I find myself sometimes, in fear and fatigue, wanting to stay in God’s eternity, to forget that we are doing battle here and now. But the same self-emptying love that has taught me of God’s reality over these many years calls me to rise up with renewed strength and return to the fray. When this damn thing is over, there will be much more of the nourishing sabbath and much less of this hectic toil. The sabbath has told me that; I carry that promise and my part in its realization with me each day.

5 comments for “When the ox can’t escape the mire

  1. Sam, You can relax fox news, and the donald have the solution.

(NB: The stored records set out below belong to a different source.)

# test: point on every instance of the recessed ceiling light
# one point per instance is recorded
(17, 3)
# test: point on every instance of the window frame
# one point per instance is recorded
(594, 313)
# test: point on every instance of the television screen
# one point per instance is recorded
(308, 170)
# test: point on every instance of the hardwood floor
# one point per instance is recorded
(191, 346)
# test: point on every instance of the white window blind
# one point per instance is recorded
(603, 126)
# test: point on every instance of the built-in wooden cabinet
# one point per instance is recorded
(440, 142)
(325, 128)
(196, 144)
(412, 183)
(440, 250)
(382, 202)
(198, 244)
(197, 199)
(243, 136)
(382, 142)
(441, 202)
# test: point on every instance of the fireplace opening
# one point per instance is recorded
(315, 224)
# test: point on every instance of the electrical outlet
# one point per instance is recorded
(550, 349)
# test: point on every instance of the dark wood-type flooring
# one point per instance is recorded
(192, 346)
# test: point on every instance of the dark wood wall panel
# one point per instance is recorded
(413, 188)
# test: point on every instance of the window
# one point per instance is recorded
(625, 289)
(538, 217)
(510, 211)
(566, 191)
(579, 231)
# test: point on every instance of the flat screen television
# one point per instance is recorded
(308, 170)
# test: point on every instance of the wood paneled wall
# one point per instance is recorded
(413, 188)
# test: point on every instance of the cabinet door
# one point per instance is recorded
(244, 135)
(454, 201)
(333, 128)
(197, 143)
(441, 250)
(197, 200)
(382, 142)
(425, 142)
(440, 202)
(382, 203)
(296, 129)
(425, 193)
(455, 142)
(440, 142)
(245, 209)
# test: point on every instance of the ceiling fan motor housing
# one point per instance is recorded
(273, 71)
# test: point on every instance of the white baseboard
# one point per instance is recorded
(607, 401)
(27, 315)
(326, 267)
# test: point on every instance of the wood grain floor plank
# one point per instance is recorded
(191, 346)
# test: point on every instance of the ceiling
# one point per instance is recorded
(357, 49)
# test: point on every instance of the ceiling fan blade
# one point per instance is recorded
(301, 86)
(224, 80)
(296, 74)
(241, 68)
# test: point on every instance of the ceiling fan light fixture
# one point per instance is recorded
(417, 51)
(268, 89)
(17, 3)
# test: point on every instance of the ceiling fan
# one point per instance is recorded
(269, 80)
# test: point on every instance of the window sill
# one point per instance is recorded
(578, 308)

    It is interesting that different countries are having very different results. Perhaps the quality of the leadership of the country.

    Australia is doing fairly well https://www.health.gov.au/news/health-alerts/novel-coronavirus-2019-ncov-health-alert/coronavirus-covid-19-current-situation-and-case-numbers
    Our population is about 30million. We are having reductions in the number of new cases each day so the lockdown we had imposed 2 weeks ago seems to be working.

    With your national leadership, and your health system, you are in for a tough time. I have heard a number of people here say “God help America”

  2. Thanks, Geoff. Many factors play a role. It’s possible that Australia has the benefit of it being early in their traditional respiratory virus season, but also possible that political factors also play a role. God help us all.

  3. God help us all, indeed. And thank you for this beautiful post, Sam. I really appreciated it and the thoughts you shared.